La noche del sábado, noche de quinario en honor al que nos reúne a todos en su nombre, se encontraron en un mismo acto las ilusiones de una familia con la historia de una hermandad. Tras la homilía, el secretario de la cofradía inició el acto de juramento de reglas llamando a los aspirantes por su nombre, y por el pasillo abierto entre las filas de bancos avanzamos, mi mujer y yo, con nuestra pequeña en brazos, dispuestos a jurar en su nombre, por ahora, que cumplirá las mismas reglas que sus padres aceptaron hace tiempo.
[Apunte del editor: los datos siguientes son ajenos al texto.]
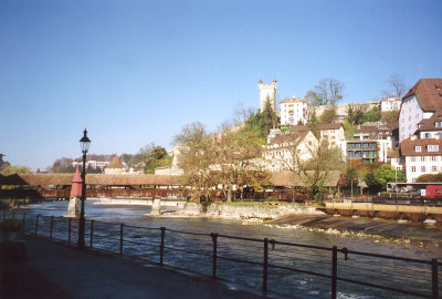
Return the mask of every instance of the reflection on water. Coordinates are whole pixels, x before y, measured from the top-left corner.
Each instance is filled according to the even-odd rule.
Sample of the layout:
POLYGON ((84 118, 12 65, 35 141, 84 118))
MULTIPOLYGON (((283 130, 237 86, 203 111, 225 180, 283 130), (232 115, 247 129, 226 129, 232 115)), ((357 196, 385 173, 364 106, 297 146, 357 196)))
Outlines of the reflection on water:
MULTIPOLYGON (((67 202, 53 202, 30 205, 22 208, 29 218, 31 215, 63 216, 67 210, 67 202)), ((414 246, 399 246, 383 241, 373 243, 373 239, 361 239, 354 236, 341 237, 304 229, 281 229, 262 225, 241 225, 240 220, 204 219, 204 218, 158 218, 149 217, 148 206, 113 206, 95 205, 86 202, 86 216, 95 219, 94 247, 119 251, 119 229, 117 223, 124 223, 124 254, 134 255, 159 261, 160 230, 146 229, 166 227, 165 264, 193 271, 211 275, 212 272, 212 239, 210 233, 230 236, 242 236, 256 239, 275 239, 278 241, 307 244, 332 248, 347 247, 349 250, 394 255, 415 259, 430 260, 442 258, 439 248, 419 248, 414 246), (103 224, 116 223, 116 225, 103 224), (131 227, 134 226, 134 227, 131 227), (204 235, 188 235, 179 231, 203 233, 204 235)), ((66 219, 57 218, 54 221, 55 237, 66 239, 66 219)), ((39 231, 48 231, 49 220, 42 218, 39 231)), ((76 241, 77 224, 72 221, 72 241, 76 241)), ((86 244, 91 239, 87 234, 91 221, 86 224, 86 244)), ((251 262, 262 262, 263 243, 245 241, 219 237, 218 238, 218 277, 245 283, 256 289, 262 283, 262 266, 239 264, 222 259, 235 258, 251 262)), ((410 264, 397 260, 373 259, 365 256, 350 255, 348 260, 339 254, 338 277, 351 278, 390 287, 411 289, 415 292, 431 293, 431 268, 429 265, 410 264)), ((332 252, 311 248, 276 245, 270 247, 269 261, 271 265, 296 268, 302 271, 315 271, 329 275, 332 271, 332 252)), ((269 289, 286 295, 306 298, 329 298, 330 282, 328 278, 311 276, 302 272, 292 272, 284 269, 269 268, 269 289)), ((368 287, 338 282, 339 298, 413 298, 388 291, 372 290, 368 287)))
En ese acto, sentí orgullo de poder entregarle a mi hija mi misma devoción, sentí agradecimiento de poder llevarla en brazos sana y saludable, sentí nostalgia de la vez que yo mismo recibí la medalla en aquel mes de Diciembre de hace veinte años, sentí la fuerza y la protección que San Agustín y Consolación le entregaron a mi hija en el momento en que el sacerdote tocó su frente y le colgó el cordón morado sobre su pequeño cuello, sentí el cariño de mi esposa al sujetarme la mano suavemente, sentí el calor de mi hermandad al acercarse después algunos de su miembros a verla y a darnos la enhorabuena, sentí el orgullo de poder comprarle a mi sobrino un "costalero negro" en sus propias palabras, sentí la cercanía de sus abuelas, sus
tíos y tías, su primo y su prima, que no quisieron perderse ese momento de Candela, y sentí la alegría de saber que en casa, desde ayer, cada vez que entremos a rezarle a Cristo y a María, ahora seremos tres...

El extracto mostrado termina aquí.